A mechanism for β‐amyloid overproduction in Alzheimer's disease: precursor‐independent generation of β‐amyloid via antisense RNA‐primed mRNA synthesis

The overproduction of β‐amyloid (A β ) appears to be a primary cause of Alzheimer's disease (AD). A β can be generated by proteolytic cleavage of precursor protein ( β APP) at β‐ and γ‐secretase sites in both disease and normal cells. There is, however, no evidence that proteolytic processing of β APP in sporadic AD‐affected tissues differs qualitatively or quantitatively from that occurring in normal cells, and additional pathways for the enhanced production of A β in sporadic AD which constitutes the majority of all AD cases should be considered. The major factor limiting the production of A β in normal cells is cleavage at the α‐secretase site within the A β sequence.
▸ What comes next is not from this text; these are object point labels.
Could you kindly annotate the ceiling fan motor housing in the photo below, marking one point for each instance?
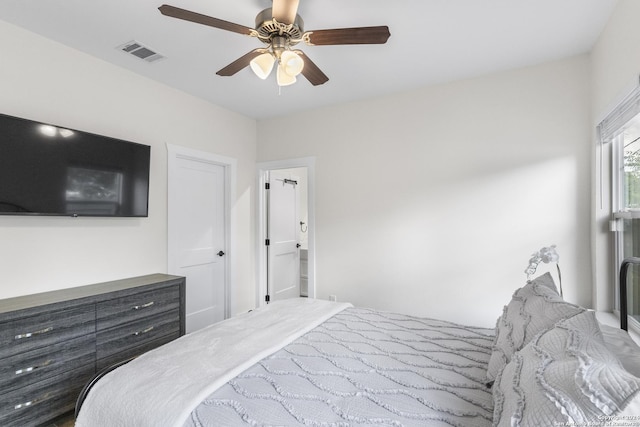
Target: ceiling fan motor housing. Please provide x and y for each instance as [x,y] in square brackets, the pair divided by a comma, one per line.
[267,28]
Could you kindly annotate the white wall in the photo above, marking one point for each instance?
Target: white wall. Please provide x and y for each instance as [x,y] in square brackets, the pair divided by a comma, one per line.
[431,202]
[46,81]
[615,70]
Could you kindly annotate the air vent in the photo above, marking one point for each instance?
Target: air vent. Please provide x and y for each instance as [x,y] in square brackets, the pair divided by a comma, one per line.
[140,51]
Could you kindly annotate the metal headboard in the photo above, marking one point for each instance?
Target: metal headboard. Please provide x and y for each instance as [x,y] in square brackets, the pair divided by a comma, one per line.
[623,289]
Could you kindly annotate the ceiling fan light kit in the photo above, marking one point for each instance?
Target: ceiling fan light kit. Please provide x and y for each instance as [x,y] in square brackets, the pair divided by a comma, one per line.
[280,28]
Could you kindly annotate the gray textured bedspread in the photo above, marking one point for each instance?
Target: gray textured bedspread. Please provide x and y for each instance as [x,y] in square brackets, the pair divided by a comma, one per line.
[363,367]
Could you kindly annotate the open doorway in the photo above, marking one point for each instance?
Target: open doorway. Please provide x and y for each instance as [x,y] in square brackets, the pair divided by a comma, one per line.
[286,244]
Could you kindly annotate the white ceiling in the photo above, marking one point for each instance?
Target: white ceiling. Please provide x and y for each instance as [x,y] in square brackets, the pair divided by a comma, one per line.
[432,41]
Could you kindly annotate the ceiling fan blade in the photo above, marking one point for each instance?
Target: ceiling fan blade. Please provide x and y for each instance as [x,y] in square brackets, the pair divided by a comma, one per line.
[176,12]
[311,71]
[240,63]
[359,35]
[284,11]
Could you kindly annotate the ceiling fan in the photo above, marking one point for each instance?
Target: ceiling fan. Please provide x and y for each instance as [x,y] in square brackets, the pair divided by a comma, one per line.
[280,28]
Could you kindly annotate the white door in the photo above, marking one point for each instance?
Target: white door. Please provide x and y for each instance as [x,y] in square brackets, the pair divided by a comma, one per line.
[282,229]
[197,237]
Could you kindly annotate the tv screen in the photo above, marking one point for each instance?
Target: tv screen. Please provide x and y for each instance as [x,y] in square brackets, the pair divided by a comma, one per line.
[51,170]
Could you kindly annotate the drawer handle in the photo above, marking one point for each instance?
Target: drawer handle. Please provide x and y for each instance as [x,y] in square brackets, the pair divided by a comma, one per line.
[144,331]
[30,334]
[138,307]
[32,402]
[33,368]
But, whereas the intact β APP is a substrate for cleavage at the α‐secretase site, the immediate precursor of A β , 12‐kDa C‐terminal β APP fragment, is not susceptible to the α‐secretase cleavage but it can be cleaved by γ‐secretase thus generating A β . Moreover, the γ‐secretase cleavage is not the rate‐limiting step in the production of A β . Therefore, the increase in production of the 12‐kDa C‐terminal β APP fragment may be an efficient way to overproduce A β . A mechanism for the generation of the 12‐kDa fragment independently of β APP is proposed. It postulates an additional step of amplification of mRNA, namely the antisense RNA‐mediated generation of a truncated mRNA encoding 12‐kDA C‐terminal fragment. Initiation of translation at the first AUG in the truncated mRNA results in a polypeptide that is cleaved by γ‐secretase generating A β . The proposed model makes several verifiable predictions and suggests new directions of experimentation that may lead to a better understanding of the mechanisms involved in AD.